# Homework Help: Interpreting derivatives at a point

1. Dec 16, 2015

### musicgold

1. The problem statement, all variables and given/known data
How should I interpret the derivative of the following function at C=6%
$N = \frac {I} {C} - D$

2. Relevant equations
$\frac {dN} {dC} = \frac {-I} {C^2}$

At I =12 and C=6%, I am getting
$\frac {dN} {dC} = 3,333$

I am not sure what to make of this large number. I want to be able to say for every 1/100th increase in C, N changes by X dollars, or something like that. The following document, for example, shows one such example.
http://pblpathways.com/calc/C11_3_4.pdf

How can I interpret the 3,333 figure?

2. Dec 16, 2015

### Ray Vickson

You can think of $dN/dC = -3,333.333...$ (not +3,333) as the rate of change in $N$ per unit change in $C$. In other words, if you were to increase $C$ from $0.06 = 6 \%$ to $.06+1 = 1.06 = 106 \%$, $N$ would be expected to undergo a large decrease.

3. Dec 16, 2015

### musicgold

Thanks Ray.
I am confused. Let's say, originally I =12, C=6%, and D=75
As per the first equation N =125
Now If I changed C from 6% to 106%, N would be -64. Not sure how that change is related to -3,333.

4. Dec 16, 2015

### Ray Vickson

I said the change would be expected to be large; I did not say it would be exactly -3333.3333. The $r = -3333.333$ figure is a rate, which means that for small $\Delta C$ the change in $N$ will be approximately $r \Delta C$. However, the rate varies nonlinearly with $C$, so you cannot expect to be able to apply that rate over an interval that is not "small". You can still expect the result to be large, however.

To clarify: if you change $C$ from 6% to 6.1%, you are changing $C$ from 0.6 to .061, so $\Delta C = 0.01$. You would estimate the change in $N$ as approximately $-3,333.3333 \times 0.001 \doteq -3.333$. This is not too far from the actual change of $-3.279$.

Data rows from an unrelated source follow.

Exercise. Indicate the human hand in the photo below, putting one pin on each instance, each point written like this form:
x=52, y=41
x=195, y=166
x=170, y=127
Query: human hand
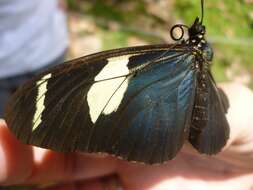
x=231, y=169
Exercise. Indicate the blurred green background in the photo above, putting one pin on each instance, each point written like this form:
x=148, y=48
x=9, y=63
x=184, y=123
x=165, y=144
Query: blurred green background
x=117, y=23
x=98, y=25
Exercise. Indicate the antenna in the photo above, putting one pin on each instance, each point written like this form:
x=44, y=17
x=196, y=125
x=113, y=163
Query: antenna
x=202, y=10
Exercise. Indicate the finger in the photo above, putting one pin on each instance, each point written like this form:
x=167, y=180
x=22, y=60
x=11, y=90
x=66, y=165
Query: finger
x=21, y=164
x=104, y=183
x=15, y=158
x=53, y=167
x=240, y=115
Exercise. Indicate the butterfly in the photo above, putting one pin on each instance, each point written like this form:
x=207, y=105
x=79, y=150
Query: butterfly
x=137, y=103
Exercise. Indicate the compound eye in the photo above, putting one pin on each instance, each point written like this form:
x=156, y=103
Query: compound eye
x=202, y=29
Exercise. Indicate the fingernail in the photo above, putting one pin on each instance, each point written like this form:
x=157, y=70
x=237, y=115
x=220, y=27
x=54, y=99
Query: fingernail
x=2, y=165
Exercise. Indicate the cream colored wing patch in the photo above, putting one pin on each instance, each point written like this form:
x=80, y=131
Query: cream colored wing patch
x=105, y=96
x=42, y=89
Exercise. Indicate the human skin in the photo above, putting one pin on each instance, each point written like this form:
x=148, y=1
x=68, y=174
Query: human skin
x=231, y=169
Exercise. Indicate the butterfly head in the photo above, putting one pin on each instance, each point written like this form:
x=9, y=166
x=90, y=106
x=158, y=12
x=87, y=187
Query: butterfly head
x=197, y=32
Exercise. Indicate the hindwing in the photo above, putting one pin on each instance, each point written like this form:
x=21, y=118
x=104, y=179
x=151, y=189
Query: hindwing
x=135, y=103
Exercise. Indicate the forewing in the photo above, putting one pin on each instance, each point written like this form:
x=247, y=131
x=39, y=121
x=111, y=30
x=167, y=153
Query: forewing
x=215, y=133
x=133, y=103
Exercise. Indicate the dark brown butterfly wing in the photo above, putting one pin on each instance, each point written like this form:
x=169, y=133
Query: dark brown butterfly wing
x=210, y=129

The point (which you seem to have missed) is that the large value of the derivative is "misleading" in a way, and has to do with the units you are choosing (percent instead of the actual, numerial value).

5. Dec 16, 2015

### musicgold

Thanks Ray. Now I get the most of it.
I still however not clear on the 'misleading' part. I tried to manually calculate the change required in C to get -3,333 times decline in N, but couldn't find it.

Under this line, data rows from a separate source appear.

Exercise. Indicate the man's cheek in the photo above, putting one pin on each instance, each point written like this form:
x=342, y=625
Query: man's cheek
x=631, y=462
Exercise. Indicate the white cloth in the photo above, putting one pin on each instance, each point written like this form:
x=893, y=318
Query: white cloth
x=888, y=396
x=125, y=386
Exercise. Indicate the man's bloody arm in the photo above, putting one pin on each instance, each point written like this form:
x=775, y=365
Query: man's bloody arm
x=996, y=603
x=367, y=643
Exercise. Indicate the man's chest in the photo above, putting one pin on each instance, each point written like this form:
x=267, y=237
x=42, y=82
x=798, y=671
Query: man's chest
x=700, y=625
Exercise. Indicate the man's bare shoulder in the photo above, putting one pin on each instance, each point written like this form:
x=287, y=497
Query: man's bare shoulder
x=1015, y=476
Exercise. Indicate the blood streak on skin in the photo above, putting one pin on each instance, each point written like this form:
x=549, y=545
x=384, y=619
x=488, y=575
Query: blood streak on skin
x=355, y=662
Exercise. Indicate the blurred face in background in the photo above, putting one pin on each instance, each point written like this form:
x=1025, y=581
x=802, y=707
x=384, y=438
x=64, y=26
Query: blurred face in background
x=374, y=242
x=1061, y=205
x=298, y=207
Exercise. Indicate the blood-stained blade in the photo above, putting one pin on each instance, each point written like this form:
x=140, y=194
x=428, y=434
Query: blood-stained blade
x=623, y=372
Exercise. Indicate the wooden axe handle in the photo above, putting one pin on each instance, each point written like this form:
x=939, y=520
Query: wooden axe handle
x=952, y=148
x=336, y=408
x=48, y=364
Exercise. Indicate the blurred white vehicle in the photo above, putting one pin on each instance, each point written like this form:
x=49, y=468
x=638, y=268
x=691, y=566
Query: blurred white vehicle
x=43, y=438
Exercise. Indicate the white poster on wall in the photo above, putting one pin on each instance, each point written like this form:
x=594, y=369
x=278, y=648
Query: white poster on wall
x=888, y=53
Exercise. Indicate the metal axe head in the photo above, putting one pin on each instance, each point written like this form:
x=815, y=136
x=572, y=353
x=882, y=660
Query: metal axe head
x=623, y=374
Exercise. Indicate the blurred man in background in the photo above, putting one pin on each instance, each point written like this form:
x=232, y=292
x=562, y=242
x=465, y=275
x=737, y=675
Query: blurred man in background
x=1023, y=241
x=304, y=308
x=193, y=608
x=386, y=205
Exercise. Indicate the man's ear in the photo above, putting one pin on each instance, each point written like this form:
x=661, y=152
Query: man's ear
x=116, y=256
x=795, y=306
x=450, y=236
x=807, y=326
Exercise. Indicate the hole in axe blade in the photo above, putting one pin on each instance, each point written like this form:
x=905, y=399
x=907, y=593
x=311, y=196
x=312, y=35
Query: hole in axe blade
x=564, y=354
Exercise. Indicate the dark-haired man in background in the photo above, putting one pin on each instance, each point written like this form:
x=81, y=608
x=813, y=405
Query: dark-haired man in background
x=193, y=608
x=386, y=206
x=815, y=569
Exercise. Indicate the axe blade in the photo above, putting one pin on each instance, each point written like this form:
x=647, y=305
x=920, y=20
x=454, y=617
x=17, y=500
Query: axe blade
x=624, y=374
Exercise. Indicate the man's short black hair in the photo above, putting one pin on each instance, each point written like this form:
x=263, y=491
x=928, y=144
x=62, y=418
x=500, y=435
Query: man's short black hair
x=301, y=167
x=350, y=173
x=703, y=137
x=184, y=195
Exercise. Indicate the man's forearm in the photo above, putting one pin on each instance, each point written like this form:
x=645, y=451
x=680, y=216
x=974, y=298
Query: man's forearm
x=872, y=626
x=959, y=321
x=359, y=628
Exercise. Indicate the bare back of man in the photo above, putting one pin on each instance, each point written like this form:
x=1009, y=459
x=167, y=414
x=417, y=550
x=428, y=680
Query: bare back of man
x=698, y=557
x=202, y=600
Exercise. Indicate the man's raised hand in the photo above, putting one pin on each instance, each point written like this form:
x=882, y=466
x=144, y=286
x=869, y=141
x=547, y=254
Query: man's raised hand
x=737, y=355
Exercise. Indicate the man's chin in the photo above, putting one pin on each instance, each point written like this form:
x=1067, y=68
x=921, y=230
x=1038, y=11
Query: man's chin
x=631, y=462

If a 0.001 increase in C results in a 3.3 decline in N, what change in C would result in a 3,333 decline in N?

I also looked at this problem using different numbers, for example I=10,000, C=200.
n this case $\frac {dN} {dC} = -2.5$

So we can interpret that if C changes from 200 to 201, N would decline by 2.5, which makes sense. I am not sure how to interpret the answer for the original problem.

Last edited: Dec 16, 2015
6. Dec 16, 2015

### WWGD

Problem is that the rate of change is a local characteristic, although the rate may be a good approximation in a small neighborhood of the point (unless you have a linear function, in which case the rate of the change is constant). Still, for this approximation you can solve for DC/DN = -3,333.

7. Dec 16, 2015

### Ray Vickson

No increase in $C$ can lead to a 3,333 decrease in $N$. Plot the graph of $N = 12/C$ for $C > 0$ to see why.

8. Dec 16, 2015

### musicgold

Did you mean C < 0 ?
When I use less than 0 values, I get -ve N values.

9. Dec 16, 2015

### musicgold

Thanks WWGD
I am not sure what you mean here. Can you please explain a bit more?
Thanks.

10. Dec 16, 2015

### Staff: Mentor

If C > 0 but close to zero, a very small change in C leads to very large decrease in N.

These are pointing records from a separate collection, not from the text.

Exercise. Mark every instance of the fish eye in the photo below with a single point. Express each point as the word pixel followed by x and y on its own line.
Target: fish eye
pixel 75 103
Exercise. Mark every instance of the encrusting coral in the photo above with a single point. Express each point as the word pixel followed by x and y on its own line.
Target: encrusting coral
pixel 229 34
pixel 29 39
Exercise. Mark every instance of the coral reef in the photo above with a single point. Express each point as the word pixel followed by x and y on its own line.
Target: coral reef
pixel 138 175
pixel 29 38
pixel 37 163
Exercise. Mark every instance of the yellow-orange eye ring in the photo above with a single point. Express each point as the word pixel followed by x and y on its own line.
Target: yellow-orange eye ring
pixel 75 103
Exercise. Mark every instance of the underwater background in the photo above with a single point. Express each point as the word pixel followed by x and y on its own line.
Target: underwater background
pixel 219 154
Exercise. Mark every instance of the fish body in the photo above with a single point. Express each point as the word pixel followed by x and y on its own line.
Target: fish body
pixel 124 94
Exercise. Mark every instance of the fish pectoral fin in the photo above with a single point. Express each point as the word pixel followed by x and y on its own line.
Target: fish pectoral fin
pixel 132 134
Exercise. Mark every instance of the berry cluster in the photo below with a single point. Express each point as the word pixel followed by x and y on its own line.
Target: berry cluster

I'm pretty sure Ray did not mean C < 0.

11. Dec 16, 2015

### Ray Vickson

No, I did not mean C < 0. We start from C = 0.06, and then look at increases (as I clearly stated). You will never get C < 0 that way.

Anyway, if we look at decreases (down from C = 0.06) the derivative predicts a large rate of increase in N. This will keep happening until the system goes crazy by passing through $C = 0$ and encountering singularities.